The growth-inhibiting epidermal pentapeptide, pyroGlu-glu-asp-ser-GlyOH, inhibits growth and alters gene expression in non-transformed NC3H10 and transformed TC3H10 fibroblasts.
- Authors: Y Liu, T Tong
Published online on: Monday, March 1, 1999
- Pages: 445-454
- DOI: 10.3892/or.6.2.445
The biological effects of the growth-inhibiting epidermal pentapeptide, pyroGlu-Glu-Asp-Ser-GlyOH (EPP), were studied at cell and gene level.
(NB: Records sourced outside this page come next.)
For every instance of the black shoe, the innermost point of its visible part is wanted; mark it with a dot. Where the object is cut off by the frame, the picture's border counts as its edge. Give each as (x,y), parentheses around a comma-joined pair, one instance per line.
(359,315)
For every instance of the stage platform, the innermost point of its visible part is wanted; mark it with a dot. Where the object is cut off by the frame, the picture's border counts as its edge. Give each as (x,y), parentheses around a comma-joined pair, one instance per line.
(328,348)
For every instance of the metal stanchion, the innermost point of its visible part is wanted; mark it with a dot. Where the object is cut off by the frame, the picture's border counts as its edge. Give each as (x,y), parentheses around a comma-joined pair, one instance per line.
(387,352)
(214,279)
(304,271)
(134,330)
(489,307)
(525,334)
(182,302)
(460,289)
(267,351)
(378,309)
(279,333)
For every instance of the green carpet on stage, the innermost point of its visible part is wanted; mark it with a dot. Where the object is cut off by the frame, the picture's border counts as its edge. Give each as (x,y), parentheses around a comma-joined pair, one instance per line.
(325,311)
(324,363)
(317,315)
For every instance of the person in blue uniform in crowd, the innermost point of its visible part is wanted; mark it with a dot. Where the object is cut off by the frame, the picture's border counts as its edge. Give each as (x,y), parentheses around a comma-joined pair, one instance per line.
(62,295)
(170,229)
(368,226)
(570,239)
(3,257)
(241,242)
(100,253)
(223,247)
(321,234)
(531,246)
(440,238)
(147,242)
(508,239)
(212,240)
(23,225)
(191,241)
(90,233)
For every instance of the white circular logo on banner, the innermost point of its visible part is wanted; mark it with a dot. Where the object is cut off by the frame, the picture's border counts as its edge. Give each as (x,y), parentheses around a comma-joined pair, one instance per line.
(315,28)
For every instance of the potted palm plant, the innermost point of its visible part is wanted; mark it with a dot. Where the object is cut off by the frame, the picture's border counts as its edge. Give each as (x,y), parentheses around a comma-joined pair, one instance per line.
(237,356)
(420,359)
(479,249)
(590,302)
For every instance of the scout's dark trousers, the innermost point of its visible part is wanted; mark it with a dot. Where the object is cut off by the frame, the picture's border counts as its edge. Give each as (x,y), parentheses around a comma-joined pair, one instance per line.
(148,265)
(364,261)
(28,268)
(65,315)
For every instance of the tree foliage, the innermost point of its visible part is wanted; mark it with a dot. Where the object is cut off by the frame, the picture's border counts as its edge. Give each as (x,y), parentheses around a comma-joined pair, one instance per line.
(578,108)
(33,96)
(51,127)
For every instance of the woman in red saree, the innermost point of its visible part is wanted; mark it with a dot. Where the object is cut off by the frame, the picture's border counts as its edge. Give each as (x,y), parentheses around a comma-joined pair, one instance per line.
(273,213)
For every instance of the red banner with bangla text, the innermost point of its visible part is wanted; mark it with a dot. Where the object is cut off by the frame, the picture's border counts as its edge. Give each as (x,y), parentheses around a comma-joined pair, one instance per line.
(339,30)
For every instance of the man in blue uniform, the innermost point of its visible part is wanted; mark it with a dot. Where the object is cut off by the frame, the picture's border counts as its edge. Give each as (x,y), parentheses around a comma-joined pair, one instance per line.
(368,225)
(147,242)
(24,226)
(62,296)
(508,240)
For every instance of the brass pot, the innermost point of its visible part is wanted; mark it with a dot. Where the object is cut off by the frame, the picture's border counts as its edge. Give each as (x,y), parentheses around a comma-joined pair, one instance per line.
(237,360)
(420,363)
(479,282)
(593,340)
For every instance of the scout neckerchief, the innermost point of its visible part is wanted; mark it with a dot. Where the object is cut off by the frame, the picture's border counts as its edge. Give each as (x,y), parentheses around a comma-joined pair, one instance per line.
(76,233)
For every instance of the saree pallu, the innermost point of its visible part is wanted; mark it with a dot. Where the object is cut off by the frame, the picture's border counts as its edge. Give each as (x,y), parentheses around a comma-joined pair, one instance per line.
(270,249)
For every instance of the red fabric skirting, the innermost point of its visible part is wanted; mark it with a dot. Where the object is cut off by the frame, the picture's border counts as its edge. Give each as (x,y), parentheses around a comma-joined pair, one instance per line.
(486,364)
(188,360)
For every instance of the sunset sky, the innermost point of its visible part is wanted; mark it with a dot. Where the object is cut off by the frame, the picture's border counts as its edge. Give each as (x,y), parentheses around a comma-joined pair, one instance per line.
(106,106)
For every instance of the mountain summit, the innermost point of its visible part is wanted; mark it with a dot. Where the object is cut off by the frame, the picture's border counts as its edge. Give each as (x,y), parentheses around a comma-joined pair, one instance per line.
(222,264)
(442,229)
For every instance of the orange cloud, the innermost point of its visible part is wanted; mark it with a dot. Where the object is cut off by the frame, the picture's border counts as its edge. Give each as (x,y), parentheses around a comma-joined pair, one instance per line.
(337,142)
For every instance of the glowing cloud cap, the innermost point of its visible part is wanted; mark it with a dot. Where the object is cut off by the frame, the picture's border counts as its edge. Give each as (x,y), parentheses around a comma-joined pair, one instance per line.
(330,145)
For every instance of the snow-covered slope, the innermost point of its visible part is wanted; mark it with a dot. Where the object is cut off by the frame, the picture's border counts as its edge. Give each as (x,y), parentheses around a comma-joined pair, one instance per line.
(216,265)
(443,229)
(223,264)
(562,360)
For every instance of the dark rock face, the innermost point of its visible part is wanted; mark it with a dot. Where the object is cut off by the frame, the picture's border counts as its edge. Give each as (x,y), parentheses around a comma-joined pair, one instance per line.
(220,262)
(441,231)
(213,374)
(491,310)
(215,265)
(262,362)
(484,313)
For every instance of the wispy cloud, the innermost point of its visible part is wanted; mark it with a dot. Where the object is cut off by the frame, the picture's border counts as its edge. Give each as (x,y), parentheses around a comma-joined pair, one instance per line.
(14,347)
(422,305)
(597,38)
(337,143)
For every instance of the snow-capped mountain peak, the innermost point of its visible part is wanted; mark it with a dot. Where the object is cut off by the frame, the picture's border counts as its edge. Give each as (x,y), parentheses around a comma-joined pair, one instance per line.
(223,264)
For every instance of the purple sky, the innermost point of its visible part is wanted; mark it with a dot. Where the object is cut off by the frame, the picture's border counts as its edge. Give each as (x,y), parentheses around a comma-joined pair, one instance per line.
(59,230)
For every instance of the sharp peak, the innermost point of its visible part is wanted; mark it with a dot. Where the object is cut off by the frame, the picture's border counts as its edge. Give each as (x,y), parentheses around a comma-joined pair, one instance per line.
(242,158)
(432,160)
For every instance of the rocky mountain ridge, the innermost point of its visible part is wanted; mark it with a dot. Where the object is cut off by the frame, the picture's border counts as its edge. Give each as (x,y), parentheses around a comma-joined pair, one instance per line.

After treatment with high doses of EPP (1,000 ng/ml 2 nanomol/ml), 3H-TdR incorporation was reduced in both non-transformed (NC3H10) and transformed (TC3H10) cells. These findings were corroborated by flow cytometry DNA distributions that revealed that the fraction of cells with G1 DNA content was increased while the fraction of cells with S phase DNA content was reduced in both cell lines. In addition, a site-selective analogue of cyclic AMP (cAMP), 8-Br-cAMP, was found to inhibit proliferation of the two fibroblast cell lines, but the transformed cells were more sensitive to this agent. When both EPP and 8-Br-cAMP were given together to cultures of NC3H10 or TC3H10 cells the transformed TC3H10 cells were inhibited whilst there was no obvious effect on NC3H10 cell proliferation. The results of Northern blots showed that RNA expression of c-fos, ki-ras, and neu genes in TC3H10 cells decreased following treatment with EPP. The results could indicate that N-substituted growth-inhibiting oligopeptides may have an anti-tumor effect when combined with 8-Br-cAMP.